TwoPointMeasurement.data contains the array of measured values (e.g., \(C_\ell\) or \(\xi(\theta)\)).
TwoPointMeasurement.indices specify which entries in the global covariance matrix correspond to this measurement vector.
TwoPointMeasurement.covariance_name is a reference to a named covariance block in the full data vector structure.
TwoPointMeasurement.metadata is an instance of TwoPointHarmonic or TwoPointReal, fully specifying the measurement layout.

This final level completes the description by connecting the theoretical and structural metadata with real or simulated observations, enabling their use in likelihood evaluations, consistency checks, or other statistical analyses.

Summary

This framework provides a structured approach for managing two-point correlation measurements in cosmology.
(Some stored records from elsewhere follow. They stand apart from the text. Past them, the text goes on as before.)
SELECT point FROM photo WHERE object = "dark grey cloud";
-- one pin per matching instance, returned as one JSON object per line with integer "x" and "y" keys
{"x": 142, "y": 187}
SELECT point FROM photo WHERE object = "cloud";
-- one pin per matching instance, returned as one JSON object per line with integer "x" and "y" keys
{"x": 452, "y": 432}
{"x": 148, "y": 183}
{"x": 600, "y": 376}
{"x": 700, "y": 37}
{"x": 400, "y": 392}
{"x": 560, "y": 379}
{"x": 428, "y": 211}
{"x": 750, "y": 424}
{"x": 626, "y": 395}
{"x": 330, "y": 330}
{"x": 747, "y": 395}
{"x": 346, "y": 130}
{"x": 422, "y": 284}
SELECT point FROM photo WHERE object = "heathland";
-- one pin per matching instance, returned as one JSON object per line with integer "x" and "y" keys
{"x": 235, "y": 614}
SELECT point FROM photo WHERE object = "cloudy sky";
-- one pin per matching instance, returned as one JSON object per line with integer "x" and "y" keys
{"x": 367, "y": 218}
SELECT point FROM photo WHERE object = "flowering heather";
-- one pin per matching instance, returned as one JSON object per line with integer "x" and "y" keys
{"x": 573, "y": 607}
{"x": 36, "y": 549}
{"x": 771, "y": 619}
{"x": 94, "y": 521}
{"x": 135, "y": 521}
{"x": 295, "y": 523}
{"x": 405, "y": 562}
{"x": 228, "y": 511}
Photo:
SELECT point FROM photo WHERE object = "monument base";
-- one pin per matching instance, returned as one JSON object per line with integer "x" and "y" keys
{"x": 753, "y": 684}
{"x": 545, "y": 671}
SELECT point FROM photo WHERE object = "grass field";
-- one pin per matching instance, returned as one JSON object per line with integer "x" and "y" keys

It separates concerns into different components, each with a specific role, and supports both theoretical predictions and actual observational data. All dataclasses below are frozen for immutability and support YAML serialization.

InferredGalaxyZDist:
- Represents the metadata for a particular bin, which includes redshift distributions, measurement types (e.g., galaxy counts, shear), and a TypeSource to distinguish subpopulations (e.g., red or blue galaxies).
TwoPointXY:
- Combines two InferredGalaxyZDist bins and specifies which measurements (e.g., galaxy counts, shear) are being cross-correlated.
- This object encapsulates the logic for validating that the selected measurements match the bins involved, avoiding duplication of bin metadata.
TwoPointHarmonic and TwoPointReal:
- Extend the TwoPointXY structure by adding the data layout: angular multipoles (\(\ell\)) and window functions for harmonic space, or angular separation values (\(\theta\)) for real space.
- These objects are used to define the measurement domain without repeating the bin-level metadata, making it easier to compute forecasts or compare theoretical models with data.
TwoPointMeasurement:
- Connects the layout (from TwoPointHarmonic or TwoPointReal) with actual measurements, including the data values, covariance structure, and indices that refer to the global covariance matrix.
- This is the final object that contains the real or mock data used for statistical analysis or likelihood evaluation, bridging the gap between theory and observed data.

Key Design Features:

Separation of Concerns: The framework separates the metadata of bins, the combinations of measurements, and the data layout, aiming to promote modularity and to reduce redundancy.
Reusability: Each component can be reused in various combinations for different observables and data layouts (e.g., counts vs. shear, harmonic vs. real space).
Validation: Validation is handled at the appropriate levels, such as ensuring that measurements are valid for the bins and that layout parameters are correctly specified.
Forecasting and Prediction: The framework is designed to support theoretical predictions (e.g., forecasting angular power spectra) even when real data are not available.
Covariance Integration: The inclusion of indices and covariance names in TwoPointMeasurement ensures that each measurement aligns with the global data structure and covariance matrix, which is essential for likelihood evaluations.

Overall Architecture:

The framework aims for the easy construction of two-point correlation measurements with flexible data layouts, enabling both theoretical predictions and analysis of real observational data. Its modular design ensures that it can scale for complex cosmological analyses, providing a strong foundation for data confrontation and model testing.